Open MaSchVam opened 2 weeks ago

MaSchVam commented 2 weeks ago

Some websites present a unique challenge due to their dynamic nature. Sophisticated/advanced ones often have varying classes and elements across different pages with similar URL schemes, and those utilizing A/B testing can further complicate the process. This makes it difficult to consistently access elements using a single target selector.

Proposal: I propose adding support for an array of target selectors in Reader. This feature would allow users to input multiple selectors, which Reader would then attempt sequentially. The process would stop and return the desired content as soon as a valid match is found. If none of the selectors are successful, Reader could return a 422 AssertionFailureError, maintaining its current behavior.

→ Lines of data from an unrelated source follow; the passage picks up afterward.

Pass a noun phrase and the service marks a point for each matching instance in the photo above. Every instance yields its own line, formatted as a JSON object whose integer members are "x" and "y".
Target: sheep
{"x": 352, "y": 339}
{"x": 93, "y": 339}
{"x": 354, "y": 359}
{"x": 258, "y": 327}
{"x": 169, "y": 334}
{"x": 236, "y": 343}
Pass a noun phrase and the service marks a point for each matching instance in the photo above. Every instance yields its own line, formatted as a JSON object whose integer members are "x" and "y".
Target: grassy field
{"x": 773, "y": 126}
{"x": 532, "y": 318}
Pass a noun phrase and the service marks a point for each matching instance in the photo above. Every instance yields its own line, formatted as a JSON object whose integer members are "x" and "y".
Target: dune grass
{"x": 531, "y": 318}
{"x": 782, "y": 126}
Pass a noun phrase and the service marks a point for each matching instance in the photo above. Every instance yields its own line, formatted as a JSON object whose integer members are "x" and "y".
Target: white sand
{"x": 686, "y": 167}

Not sure how this would play nice with the X-Wait-For selector, but it would prevent scenarios where you currently have to fire off a handful of Reader requests until you hit the selector that happened to be there.

FreddyAngelo commented 2 weeks ago

+1 on this 🙌🏻

nomagick commented 2 days ago

The current implementation should already support multiple target selectors.

This could be achieved by passing multiple X-Target-Selector headers. And it will automatically X-Wait-For ALL the selectors.

This has a slightly different behavior compared to passing a single selector, but including ,s inside the selector. Multiple selectors are each being waited for, but a single selector with multiple matches is being waited for as one clause.

Please also note that match all sectors, e.g., *:not(...), are ignored to prevent performance problems.